Throughout our research for this week’s GOLFTV newsletter, we came across a number of images that reveal how golf stayed relevant during World War II. From Bobby Jones in uniform to camouflaged soldiers training at a North London golf course, these images will transport you to a different time and make you ponder the power of our game.


1944: Lieutenant Colonel Bobby Jones (1902 - 1971), the famous US golfer from Atlanta, Georgia, receives his rations in the field in Normandy. (Photo by Keystone/Getty Images)


In May of 1942, Bobby Jones made a quiet exchange of brown-and-white two-tones for leather-soled service shoes. A man who wore many hats (or ivy caps), perhaps his most honourable role was his unyielding devotion to his country during the Second World War.
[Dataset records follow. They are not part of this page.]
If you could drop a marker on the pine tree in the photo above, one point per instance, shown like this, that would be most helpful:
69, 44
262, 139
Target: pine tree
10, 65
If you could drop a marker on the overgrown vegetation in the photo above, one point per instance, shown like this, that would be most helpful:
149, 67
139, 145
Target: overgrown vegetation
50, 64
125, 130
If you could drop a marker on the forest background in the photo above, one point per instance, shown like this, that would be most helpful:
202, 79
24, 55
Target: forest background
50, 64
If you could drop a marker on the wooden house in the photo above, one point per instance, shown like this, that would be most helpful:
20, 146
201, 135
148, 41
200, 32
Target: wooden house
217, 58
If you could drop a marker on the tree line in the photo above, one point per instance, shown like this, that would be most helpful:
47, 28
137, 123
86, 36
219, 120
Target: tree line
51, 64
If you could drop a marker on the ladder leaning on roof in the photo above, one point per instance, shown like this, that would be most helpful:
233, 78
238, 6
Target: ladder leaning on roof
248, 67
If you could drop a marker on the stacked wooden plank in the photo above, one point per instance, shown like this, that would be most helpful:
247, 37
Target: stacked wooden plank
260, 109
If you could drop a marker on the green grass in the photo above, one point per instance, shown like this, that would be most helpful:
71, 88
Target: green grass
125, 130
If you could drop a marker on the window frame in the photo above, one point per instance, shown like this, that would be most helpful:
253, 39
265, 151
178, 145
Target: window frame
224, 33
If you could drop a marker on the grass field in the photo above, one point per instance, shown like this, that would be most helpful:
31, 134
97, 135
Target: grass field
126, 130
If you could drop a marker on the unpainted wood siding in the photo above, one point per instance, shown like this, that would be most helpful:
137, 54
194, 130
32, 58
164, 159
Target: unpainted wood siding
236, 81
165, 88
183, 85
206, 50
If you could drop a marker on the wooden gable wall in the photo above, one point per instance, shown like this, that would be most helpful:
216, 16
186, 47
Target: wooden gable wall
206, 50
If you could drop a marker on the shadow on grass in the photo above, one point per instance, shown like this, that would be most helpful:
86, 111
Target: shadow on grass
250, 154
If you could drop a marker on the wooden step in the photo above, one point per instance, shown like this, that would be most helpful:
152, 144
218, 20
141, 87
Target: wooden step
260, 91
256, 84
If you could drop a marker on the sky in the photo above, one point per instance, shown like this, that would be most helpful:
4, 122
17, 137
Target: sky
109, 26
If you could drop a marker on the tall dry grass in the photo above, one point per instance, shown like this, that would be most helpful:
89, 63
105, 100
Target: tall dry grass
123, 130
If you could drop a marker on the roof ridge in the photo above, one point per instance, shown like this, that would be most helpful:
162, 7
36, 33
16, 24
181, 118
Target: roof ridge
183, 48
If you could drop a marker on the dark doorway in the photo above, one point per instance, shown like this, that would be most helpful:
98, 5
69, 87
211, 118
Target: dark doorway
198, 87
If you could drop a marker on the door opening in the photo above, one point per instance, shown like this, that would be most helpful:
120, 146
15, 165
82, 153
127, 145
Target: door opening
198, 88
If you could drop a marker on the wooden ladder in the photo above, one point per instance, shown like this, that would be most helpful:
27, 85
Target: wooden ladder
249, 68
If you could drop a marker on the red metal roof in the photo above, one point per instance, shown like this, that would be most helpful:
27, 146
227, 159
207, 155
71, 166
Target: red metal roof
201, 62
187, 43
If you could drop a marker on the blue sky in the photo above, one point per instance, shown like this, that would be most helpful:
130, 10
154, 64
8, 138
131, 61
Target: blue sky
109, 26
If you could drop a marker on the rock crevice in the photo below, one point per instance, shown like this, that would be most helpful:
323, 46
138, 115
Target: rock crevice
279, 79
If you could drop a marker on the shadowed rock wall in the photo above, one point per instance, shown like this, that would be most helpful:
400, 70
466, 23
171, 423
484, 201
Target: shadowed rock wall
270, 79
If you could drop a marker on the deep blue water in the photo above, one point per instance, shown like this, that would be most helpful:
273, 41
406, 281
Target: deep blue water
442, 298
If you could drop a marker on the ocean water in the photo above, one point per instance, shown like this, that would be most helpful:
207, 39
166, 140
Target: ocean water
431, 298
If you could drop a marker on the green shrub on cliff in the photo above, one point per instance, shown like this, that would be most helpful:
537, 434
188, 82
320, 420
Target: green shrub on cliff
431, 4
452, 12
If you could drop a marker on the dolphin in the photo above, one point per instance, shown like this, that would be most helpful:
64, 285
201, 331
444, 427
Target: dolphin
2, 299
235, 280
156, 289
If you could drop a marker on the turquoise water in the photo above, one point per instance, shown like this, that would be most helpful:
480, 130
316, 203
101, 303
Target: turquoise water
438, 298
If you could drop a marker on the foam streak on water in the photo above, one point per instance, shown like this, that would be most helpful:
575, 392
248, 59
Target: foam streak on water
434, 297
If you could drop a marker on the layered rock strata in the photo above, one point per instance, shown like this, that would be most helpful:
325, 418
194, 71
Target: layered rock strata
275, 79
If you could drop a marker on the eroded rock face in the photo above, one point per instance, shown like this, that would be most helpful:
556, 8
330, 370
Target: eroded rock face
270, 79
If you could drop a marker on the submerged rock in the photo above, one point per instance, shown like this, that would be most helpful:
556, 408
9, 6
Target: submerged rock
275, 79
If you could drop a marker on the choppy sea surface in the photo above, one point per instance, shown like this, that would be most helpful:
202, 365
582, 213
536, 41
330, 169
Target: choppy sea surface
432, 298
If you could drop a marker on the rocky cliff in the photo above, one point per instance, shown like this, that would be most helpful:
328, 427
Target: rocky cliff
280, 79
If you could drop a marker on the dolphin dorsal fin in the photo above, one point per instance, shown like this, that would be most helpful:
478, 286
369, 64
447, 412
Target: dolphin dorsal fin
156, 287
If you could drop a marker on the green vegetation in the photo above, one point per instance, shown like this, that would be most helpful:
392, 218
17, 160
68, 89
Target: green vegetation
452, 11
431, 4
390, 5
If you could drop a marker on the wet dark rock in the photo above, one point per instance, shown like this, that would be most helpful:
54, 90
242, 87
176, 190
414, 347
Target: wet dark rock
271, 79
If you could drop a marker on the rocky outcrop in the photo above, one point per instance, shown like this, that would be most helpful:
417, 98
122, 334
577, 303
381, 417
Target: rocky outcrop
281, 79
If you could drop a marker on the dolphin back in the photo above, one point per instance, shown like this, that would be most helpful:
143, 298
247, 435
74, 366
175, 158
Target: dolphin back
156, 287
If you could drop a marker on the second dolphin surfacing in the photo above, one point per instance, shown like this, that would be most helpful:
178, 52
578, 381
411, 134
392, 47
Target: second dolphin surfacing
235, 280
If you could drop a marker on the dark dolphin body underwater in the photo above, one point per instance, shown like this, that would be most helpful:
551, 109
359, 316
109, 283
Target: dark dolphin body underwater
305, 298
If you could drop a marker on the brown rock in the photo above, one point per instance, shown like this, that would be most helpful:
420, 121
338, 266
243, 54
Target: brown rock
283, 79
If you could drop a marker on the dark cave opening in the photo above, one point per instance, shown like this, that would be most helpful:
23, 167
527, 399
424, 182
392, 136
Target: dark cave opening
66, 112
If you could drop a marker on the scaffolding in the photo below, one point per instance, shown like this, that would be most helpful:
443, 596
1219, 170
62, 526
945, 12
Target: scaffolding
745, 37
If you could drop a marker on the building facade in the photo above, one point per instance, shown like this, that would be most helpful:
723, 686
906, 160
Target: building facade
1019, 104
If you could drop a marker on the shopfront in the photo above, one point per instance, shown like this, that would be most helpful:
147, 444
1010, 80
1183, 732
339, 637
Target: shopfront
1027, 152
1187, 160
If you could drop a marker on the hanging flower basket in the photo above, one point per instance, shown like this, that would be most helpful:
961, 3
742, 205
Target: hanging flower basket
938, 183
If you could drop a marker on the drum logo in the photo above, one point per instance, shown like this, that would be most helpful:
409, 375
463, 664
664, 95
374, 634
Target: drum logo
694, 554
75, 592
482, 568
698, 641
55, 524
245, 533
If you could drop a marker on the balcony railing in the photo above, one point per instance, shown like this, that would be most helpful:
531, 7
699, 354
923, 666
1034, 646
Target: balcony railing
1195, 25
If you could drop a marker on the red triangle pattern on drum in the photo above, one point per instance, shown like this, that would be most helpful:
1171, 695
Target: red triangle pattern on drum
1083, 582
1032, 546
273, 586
Pictured above on the right, bearing true faith and allegiance, he bid adieu to the sport that gave him recognition and welcomed the opportunity to serve as Captain in the U.S. Army Air Force, later reaching the status of lieutenant colonel before a merited discharge in 1944.


1943: American comedian Bob Hope (1903 - 2003) uses his putter as a pool cue for a tricky shot during a golf tournament staged for Army and Navy relief at the Wiltshire Country Club, 16th January 1943. On the left, American actress Paulette Goddard (1910 - 1990) keeps score. (Photo by Keystone/Hulton Archive/Getty Images)


It’s safe to say that America’s backbone at the time, the entertainment industry, fostered a love for the game of golf during the wartime era. Pictured above is American comedian Bob Hope, accompanied by actress Paulette Goddard, surrounded by curious onlookers paying close attention to the antics. The pair offered a new-and-improved spin on the classical method of putting during an Army and Navy relief golf tournament hosted at Wilshire Country Club in Los Angeles, CA. For many, golf was the only vice in the midst of infamy. Both newcomers and seasoned veterans frequented the course, hopeful for a space that would provide a distraction from the horrors of war.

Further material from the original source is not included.